Three brokers met with decidedly mixed success when they opened the doors to potential homehunters Sunday afternoon in Yorktown, Greenburgh and Nanuet. The brokers agreed on one reality — they expect to work harder, and on more weekends, to move their clients' property this year.
All three houses had had their prices lowered in recent months. Real estate statistics portray a market in which buyers have more listings to pick from than a year ago and are taking more time to decide.
In Rockland, the inventory of single-family houses rose by 57.2 percent at the end of the second quarter, to 1,607, the Greater Hudson Valley Multiple Listing Service said yesterday. Sales were flat year over year.
Second-quarter numbers for Westchester and Putnam counties are expected later this month. First-quarter sales of single-family houses in Westchester dropped 14 percent year over year, while inventory rose nearly 34 percent. In Putnam, sales were down 9.6 percent and inventory was up nearly 24 percent.

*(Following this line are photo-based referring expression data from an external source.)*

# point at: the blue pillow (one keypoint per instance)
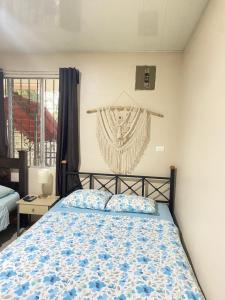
(5, 191)
(131, 203)
(93, 199)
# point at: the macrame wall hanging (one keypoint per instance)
(123, 134)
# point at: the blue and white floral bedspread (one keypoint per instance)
(92, 256)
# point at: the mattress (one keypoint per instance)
(162, 212)
(10, 201)
(87, 254)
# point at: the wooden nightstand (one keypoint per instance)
(37, 207)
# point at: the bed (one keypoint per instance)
(73, 253)
(19, 188)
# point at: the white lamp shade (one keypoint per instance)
(43, 176)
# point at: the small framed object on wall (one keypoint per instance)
(145, 77)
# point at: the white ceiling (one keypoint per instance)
(34, 26)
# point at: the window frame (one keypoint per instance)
(9, 87)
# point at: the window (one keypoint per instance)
(31, 107)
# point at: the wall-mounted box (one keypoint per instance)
(145, 77)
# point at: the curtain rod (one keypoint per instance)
(23, 73)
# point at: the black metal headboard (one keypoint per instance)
(161, 189)
(19, 164)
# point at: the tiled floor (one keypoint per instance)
(7, 236)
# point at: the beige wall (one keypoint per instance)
(200, 201)
(104, 77)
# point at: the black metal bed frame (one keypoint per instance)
(161, 189)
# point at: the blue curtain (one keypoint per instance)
(4, 148)
(68, 130)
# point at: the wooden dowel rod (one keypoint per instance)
(90, 111)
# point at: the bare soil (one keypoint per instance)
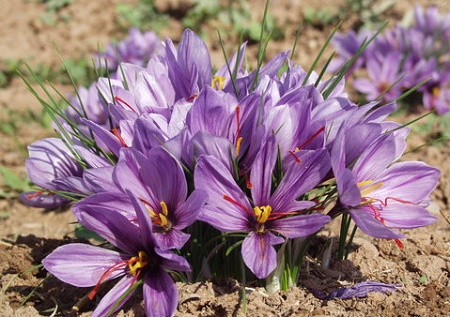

"It's been a very long time since it's been this quiet," said Andrea O'Brien, an associate broker at Prudential Rand Realty, outside a split-level she was selling on South Deerfield Avenue in Yorktown. Just one couple had stopped by in the first hour of the open house, although four others dropped in during the two hours that followed.
...
People are popping in and out of the four-bedroom house being offered for $499,000, and Jeffrey expects to stick around a half-hour longer than he planned this day. The house has been on the market for seven months; Jeffrey is the second broker to handle it, and one of the first things he did was encourage the seller to lower the price from $549,000.
...
Wesel Drive in Nanuet, broker James J. Dunphy has spent most of the afternoon watching the World Cup on the living room television at the four-bedroom house. It's only in the last half-hour that two prospects drop in, a couple and, shortly afterward, a pregnant woman looking by herself.
...
The house has been on the market since May 24, and the price has been lowered from $529,900 to $519,000.
"Are you negotiable?" the woman, Christina Roche, asked. "Yes," Dunphy responded.
1 Comments:
Excellent, the bored realtor was watching World Cup in the living room.
Does anyone have experience dealing with bank owned properties? How flexible are they on pricing? Would they ever sell at a loss to 'just get rid of the property' after a long time?